Sunday, June 6

A day to dream.

I’m writing this six months to the day Cora died.

Part of me thought time would make the pain lessen. It’s so natural to think that. With almost everything in life, time cures all. Bad break-ups, broken bones, fights with friends or family, almost always time makes them better, or at the least, less hurtful.

Not the case with Cora. Each month brings a new kind of pain. Each day, each hour, each second bring me further from the day I held her last. I hate that. I don’t want evil time to bring me further from my daughter.
I want time to stop. Of course, I want time to stop sometime between November 30 and December 5, 2009, but at the least, I wish time wouldn’t be so cruel to tug at me and force me further and further from Cora’s touch.

I hear this a lot, “the anniversaries are tough.” Every month as one creeps up, I think this month won’t be as bad, it’s just a day after all. But, each month, the anniversary of her death crushes me worse than the previous month.

Today, I slept until 3 p.m. and unwillingly forced myself out of bed  like I do every day, so sad to wake up without her. I made some forced attempts at unpacking, but soon gave into the pain. The pain of the day, and the pain of a shoulder, a battle wound from a fall while moving.

I took the dog outside and sunshine and perfect temperatures greeted me. I told Ben we should do something to enjoy the day. In Indiana, days like this must be treasured. Indiana is usually either freezing or burning. We planned a picnic, but I soon backed out. My pain the shoulder – and my Cora pain – held me back. Instead, I’ve spent the afternoon in our new living room, staring out the window. We’re in a house in a neighborhood near downtown. Our front window overlooks a school.

Ben and I counted the school as a good sign. The neighborhood is poor, we live here, well, because we’re poor. Many times poor means crime. Before moving, we scoured the crime reports and drove through the neighborhood before determining it safe. In Indiana, penalties for drug and violent crimes committed near a school are stricter, meaning living next to a school is considered safer.

I’ve stared at the school all day. Doesn’t make me sadder really, but brought my daydreams to a front.
I imagined Cora here. The good weather means we surely would have taken her to a park. If Cora were here, we’d probably not have chosen this neighborhood. It is safe, but I wouldn’t have taken any risks with Cora in our home.

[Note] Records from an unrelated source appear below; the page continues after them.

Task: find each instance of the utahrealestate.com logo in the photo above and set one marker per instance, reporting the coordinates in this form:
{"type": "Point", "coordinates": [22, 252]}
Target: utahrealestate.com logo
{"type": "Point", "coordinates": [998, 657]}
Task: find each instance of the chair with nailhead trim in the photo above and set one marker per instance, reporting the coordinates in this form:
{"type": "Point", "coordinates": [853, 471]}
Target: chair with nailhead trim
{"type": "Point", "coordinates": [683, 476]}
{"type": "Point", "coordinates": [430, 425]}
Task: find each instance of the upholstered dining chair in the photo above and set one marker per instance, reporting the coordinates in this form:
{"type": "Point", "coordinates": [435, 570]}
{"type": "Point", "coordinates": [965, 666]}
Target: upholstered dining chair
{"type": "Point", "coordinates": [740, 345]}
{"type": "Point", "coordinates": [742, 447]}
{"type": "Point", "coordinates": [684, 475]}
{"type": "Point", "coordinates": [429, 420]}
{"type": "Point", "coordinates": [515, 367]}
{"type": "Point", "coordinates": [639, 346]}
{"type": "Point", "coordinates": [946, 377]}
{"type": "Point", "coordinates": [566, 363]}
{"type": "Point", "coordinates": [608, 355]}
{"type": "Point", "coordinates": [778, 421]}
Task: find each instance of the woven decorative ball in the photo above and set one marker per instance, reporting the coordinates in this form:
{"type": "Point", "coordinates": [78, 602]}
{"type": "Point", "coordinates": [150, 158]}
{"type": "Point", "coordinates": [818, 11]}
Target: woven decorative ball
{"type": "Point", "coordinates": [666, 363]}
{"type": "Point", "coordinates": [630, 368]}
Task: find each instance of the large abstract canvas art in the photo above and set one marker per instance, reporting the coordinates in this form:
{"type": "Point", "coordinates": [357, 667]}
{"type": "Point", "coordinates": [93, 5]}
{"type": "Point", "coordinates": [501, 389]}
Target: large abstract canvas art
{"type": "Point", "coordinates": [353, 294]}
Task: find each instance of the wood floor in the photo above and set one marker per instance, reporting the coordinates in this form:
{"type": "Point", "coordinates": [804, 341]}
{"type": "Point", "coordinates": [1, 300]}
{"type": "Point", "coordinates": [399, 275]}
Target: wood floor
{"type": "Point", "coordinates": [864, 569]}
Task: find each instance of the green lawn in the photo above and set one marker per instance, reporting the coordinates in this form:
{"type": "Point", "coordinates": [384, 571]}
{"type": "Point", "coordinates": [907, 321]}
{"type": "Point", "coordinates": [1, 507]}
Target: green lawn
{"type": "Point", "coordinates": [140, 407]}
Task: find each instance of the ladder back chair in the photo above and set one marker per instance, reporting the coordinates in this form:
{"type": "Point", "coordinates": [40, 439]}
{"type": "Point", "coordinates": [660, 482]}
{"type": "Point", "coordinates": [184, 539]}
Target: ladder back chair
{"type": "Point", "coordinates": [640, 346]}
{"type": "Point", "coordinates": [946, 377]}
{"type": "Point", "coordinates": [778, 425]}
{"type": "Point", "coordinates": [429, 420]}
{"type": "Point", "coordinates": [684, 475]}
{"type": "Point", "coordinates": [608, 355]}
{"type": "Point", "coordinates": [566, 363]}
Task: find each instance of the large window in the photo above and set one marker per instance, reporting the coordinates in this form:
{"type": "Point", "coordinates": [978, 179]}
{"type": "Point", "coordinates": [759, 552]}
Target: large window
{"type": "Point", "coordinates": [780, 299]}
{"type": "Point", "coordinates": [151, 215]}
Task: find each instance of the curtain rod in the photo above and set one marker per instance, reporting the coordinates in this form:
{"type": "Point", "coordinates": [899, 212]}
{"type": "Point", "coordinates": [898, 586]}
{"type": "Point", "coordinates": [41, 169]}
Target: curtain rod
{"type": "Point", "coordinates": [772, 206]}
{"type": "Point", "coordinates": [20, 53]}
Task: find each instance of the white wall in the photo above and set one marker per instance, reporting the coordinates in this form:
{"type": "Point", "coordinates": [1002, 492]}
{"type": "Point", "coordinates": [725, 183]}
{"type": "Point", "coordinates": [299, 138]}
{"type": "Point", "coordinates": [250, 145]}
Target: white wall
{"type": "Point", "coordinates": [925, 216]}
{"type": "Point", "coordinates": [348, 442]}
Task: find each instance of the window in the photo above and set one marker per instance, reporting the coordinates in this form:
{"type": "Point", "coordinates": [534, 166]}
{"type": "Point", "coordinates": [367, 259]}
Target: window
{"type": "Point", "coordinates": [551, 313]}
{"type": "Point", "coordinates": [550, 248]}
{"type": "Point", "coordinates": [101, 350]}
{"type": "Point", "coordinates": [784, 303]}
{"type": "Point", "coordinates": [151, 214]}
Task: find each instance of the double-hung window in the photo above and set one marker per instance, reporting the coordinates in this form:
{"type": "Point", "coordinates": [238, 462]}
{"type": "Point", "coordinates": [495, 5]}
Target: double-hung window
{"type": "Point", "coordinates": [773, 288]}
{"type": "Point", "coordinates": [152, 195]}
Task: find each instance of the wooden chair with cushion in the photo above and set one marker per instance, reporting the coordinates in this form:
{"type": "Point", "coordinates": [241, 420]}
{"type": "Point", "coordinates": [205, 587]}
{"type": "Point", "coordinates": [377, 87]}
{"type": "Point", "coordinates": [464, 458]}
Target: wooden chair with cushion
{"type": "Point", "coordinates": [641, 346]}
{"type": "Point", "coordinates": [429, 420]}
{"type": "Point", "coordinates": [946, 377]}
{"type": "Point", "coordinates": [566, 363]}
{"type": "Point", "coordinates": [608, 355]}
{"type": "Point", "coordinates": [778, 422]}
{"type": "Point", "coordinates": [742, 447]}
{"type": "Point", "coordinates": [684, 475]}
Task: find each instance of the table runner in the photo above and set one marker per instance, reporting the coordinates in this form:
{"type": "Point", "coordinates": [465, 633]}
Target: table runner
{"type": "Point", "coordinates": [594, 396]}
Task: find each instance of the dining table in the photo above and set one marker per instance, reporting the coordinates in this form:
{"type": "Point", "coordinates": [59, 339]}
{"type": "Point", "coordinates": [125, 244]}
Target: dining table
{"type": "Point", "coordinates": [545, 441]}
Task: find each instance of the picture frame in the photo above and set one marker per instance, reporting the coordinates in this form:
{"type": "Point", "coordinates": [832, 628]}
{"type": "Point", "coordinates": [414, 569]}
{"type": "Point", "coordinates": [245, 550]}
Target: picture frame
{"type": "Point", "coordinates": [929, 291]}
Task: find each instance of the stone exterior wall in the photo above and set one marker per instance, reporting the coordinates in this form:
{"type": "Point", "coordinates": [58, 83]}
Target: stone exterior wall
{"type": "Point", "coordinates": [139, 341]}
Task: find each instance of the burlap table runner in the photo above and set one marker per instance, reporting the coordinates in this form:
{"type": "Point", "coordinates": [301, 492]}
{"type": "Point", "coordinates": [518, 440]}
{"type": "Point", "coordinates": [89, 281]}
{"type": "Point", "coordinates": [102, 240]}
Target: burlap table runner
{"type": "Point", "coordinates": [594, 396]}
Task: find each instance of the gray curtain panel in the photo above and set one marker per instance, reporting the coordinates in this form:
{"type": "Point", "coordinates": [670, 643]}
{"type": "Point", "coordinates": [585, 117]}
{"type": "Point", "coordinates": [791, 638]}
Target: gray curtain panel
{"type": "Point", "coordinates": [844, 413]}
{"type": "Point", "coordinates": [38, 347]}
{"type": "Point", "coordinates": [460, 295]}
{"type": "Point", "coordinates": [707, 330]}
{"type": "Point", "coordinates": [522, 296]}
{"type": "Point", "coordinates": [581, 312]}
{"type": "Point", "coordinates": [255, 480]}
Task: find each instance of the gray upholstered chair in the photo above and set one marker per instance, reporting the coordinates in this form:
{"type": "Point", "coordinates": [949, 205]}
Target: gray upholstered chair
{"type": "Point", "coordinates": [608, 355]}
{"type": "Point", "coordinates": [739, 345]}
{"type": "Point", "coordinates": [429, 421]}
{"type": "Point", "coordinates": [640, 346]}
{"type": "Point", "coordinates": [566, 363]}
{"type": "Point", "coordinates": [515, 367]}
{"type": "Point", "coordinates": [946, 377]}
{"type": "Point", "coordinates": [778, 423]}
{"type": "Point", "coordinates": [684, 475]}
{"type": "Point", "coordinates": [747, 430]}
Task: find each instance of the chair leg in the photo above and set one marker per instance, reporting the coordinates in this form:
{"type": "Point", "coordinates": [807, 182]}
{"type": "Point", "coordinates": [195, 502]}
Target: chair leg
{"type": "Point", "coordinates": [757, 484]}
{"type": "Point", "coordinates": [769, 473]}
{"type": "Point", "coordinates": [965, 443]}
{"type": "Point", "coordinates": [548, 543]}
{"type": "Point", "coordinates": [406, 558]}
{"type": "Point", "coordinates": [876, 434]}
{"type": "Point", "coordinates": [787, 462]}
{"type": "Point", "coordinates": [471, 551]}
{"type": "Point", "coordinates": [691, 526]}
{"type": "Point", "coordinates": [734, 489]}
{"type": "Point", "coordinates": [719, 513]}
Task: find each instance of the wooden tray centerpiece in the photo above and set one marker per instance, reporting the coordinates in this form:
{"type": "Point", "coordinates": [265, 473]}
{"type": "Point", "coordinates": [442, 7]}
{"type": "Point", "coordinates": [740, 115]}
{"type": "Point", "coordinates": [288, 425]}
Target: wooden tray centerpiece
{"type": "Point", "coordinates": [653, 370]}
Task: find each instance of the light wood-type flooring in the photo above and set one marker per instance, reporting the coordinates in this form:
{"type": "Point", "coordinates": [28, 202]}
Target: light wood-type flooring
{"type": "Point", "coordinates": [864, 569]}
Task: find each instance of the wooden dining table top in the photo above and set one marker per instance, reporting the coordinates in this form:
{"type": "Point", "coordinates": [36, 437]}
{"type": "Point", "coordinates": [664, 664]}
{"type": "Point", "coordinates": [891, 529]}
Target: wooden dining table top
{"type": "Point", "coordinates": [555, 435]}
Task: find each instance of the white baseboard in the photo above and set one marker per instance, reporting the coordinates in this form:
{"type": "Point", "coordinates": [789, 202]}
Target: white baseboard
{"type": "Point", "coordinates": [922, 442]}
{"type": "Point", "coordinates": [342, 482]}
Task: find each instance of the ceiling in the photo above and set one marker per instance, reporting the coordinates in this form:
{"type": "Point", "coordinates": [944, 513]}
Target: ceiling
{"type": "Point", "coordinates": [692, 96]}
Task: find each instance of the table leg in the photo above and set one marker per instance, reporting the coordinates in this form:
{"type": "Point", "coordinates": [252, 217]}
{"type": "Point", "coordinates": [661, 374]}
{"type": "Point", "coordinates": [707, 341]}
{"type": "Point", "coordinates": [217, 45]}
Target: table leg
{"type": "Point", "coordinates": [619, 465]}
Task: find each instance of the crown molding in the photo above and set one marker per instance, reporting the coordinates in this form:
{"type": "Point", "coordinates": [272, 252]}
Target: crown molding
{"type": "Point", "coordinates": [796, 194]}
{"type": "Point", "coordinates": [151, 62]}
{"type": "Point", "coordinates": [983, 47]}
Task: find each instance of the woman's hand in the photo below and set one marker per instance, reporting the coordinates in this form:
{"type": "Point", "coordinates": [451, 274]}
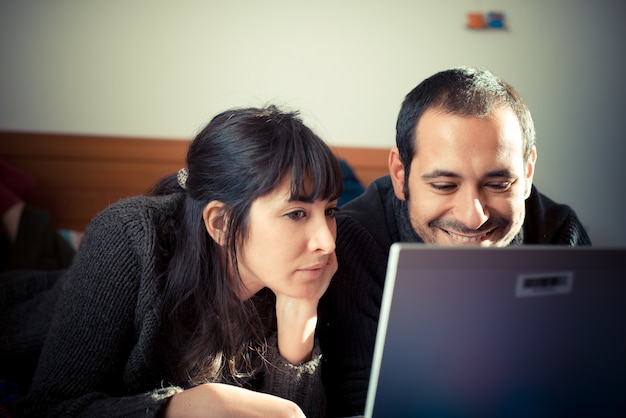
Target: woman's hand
{"type": "Point", "coordinates": [297, 318]}
{"type": "Point", "coordinates": [221, 400]}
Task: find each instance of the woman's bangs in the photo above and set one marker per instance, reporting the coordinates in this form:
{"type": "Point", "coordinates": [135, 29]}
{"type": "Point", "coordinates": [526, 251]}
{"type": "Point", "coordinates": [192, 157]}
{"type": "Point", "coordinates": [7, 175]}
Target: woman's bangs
{"type": "Point", "coordinates": [315, 174]}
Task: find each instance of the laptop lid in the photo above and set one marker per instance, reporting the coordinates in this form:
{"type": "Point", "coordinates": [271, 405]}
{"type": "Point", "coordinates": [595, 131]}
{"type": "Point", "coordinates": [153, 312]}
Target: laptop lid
{"type": "Point", "coordinates": [501, 332]}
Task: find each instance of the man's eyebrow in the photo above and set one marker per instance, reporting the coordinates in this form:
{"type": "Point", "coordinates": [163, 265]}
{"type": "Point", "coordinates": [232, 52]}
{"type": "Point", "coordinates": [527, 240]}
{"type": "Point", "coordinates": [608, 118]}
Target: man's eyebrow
{"type": "Point", "coordinates": [500, 173]}
{"type": "Point", "coordinates": [451, 174]}
{"type": "Point", "coordinates": [440, 173]}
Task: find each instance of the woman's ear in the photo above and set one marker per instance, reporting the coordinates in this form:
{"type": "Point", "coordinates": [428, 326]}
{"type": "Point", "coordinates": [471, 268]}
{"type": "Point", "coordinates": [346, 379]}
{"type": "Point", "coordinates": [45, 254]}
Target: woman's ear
{"type": "Point", "coordinates": [213, 216]}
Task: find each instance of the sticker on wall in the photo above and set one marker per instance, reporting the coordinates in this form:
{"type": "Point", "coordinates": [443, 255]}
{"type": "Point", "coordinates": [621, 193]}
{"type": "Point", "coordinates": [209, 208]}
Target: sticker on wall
{"type": "Point", "coordinates": [489, 20]}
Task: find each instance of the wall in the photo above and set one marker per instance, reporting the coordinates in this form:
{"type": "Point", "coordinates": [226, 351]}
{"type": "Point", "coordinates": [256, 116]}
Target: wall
{"type": "Point", "coordinates": [161, 69]}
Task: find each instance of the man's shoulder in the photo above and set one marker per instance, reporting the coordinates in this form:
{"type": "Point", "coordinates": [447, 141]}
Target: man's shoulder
{"type": "Point", "coordinates": [550, 222]}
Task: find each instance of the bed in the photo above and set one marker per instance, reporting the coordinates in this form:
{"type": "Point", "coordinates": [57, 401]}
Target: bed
{"type": "Point", "coordinates": [79, 175]}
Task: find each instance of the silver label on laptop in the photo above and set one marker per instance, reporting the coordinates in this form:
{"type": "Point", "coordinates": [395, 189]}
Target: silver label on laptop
{"type": "Point", "coordinates": [544, 284]}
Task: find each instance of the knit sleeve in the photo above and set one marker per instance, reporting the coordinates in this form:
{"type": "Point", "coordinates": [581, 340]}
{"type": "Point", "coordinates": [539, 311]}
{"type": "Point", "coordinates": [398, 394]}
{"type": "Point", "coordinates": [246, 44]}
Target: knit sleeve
{"type": "Point", "coordinates": [82, 370]}
{"type": "Point", "coordinates": [301, 383]}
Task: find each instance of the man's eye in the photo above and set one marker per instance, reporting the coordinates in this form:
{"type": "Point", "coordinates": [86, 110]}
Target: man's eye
{"type": "Point", "coordinates": [500, 186]}
{"type": "Point", "coordinates": [444, 187]}
{"type": "Point", "coordinates": [296, 214]}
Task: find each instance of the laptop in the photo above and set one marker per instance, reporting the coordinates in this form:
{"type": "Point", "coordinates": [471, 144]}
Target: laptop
{"type": "Point", "coordinates": [528, 331]}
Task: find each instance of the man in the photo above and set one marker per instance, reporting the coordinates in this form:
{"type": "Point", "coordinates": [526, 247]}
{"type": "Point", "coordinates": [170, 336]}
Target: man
{"type": "Point", "coordinates": [461, 174]}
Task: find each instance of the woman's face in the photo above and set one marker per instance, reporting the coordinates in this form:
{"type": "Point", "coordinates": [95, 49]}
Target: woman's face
{"type": "Point", "coordinates": [290, 245]}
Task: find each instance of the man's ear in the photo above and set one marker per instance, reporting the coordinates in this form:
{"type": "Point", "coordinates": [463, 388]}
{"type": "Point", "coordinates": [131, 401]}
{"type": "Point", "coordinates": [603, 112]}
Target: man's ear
{"type": "Point", "coordinates": [530, 171]}
{"type": "Point", "coordinates": [213, 216]}
{"type": "Point", "coordinates": [396, 172]}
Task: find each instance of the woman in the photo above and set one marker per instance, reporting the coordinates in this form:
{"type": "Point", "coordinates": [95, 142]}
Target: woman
{"type": "Point", "coordinates": [201, 299]}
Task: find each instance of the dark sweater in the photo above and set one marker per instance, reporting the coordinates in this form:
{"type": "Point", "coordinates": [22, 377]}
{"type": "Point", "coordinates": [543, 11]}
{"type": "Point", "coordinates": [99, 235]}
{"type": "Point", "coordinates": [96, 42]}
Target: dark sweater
{"type": "Point", "coordinates": [100, 358]}
{"type": "Point", "coordinates": [366, 228]}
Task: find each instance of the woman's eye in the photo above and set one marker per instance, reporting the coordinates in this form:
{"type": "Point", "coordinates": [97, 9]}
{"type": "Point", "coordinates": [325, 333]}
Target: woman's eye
{"type": "Point", "coordinates": [296, 214]}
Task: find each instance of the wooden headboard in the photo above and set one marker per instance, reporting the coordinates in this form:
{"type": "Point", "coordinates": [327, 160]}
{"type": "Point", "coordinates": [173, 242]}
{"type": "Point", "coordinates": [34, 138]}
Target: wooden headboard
{"type": "Point", "coordinates": [79, 175]}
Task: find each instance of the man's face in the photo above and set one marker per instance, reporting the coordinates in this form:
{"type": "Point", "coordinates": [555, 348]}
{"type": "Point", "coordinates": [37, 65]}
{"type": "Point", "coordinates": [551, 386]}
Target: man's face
{"type": "Point", "coordinates": [468, 180]}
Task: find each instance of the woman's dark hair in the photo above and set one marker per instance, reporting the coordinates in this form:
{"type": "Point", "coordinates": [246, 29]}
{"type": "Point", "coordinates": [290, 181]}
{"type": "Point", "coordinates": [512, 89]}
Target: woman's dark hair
{"type": "Point", "coordinates": [460, 91]}
{"type": "Point", "coordinates": [242, 154]}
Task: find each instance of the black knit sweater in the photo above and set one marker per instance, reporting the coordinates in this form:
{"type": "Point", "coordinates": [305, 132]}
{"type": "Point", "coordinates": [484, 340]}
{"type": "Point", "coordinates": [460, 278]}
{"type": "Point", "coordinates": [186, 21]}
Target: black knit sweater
{"type": "Point", "coordinates": [366, 228]}
{"type": "Point", "coordinates": [100, 358]}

We planned on moving all along, so I’m not sure where we’d be. I like to picture us in Bloomington, the home of my college alma mater, Indiana University. It’s a college town, but also great for having children. I like to think of packing the diaper bag, the stroller, a blanket, snacks, Reggie, and Ben and Cora in the car and driving to the beautiful IU campus. I would show Cora my favorite campus spots, the buildings I loved, telling her about the classes I hated, and the teachers that changed the way I thought for the better. She wouldn’t be able to talk back yet, but would look interested, so I imagine six months to be a wonderful age.

I take breaks in writing this to stare off and out the window. A big tree grows almost as tall as the school. The breeze must be wonderful because the tree dances.

I can feel Cora and I in that breeze, stretched on a blanket, me telling her silly stories, calling her silly nicknames, and the breeze washing over us.

My window.

I come back to today, and I think about my readers. I sob while I come back, but oh, leaving was so joyous. I love daydreaming. I love feeling close to her. My arms physically feel empty. A friend once posted that the number one physical complaint of mothers grieving their children is painful arms. Maybe I found the cause of my throbbing shoulder.

For some reason, the thought comes to mind that this might be my most sad post ever, but also the happiest. The vision of Cora is so happy. I hope I can make you feel that happiness, too. I hope you aren’t only sad when reading, but also happy. Sad happy.

I can't believe it's been six months. At least I have dreams. I always have my daydreams.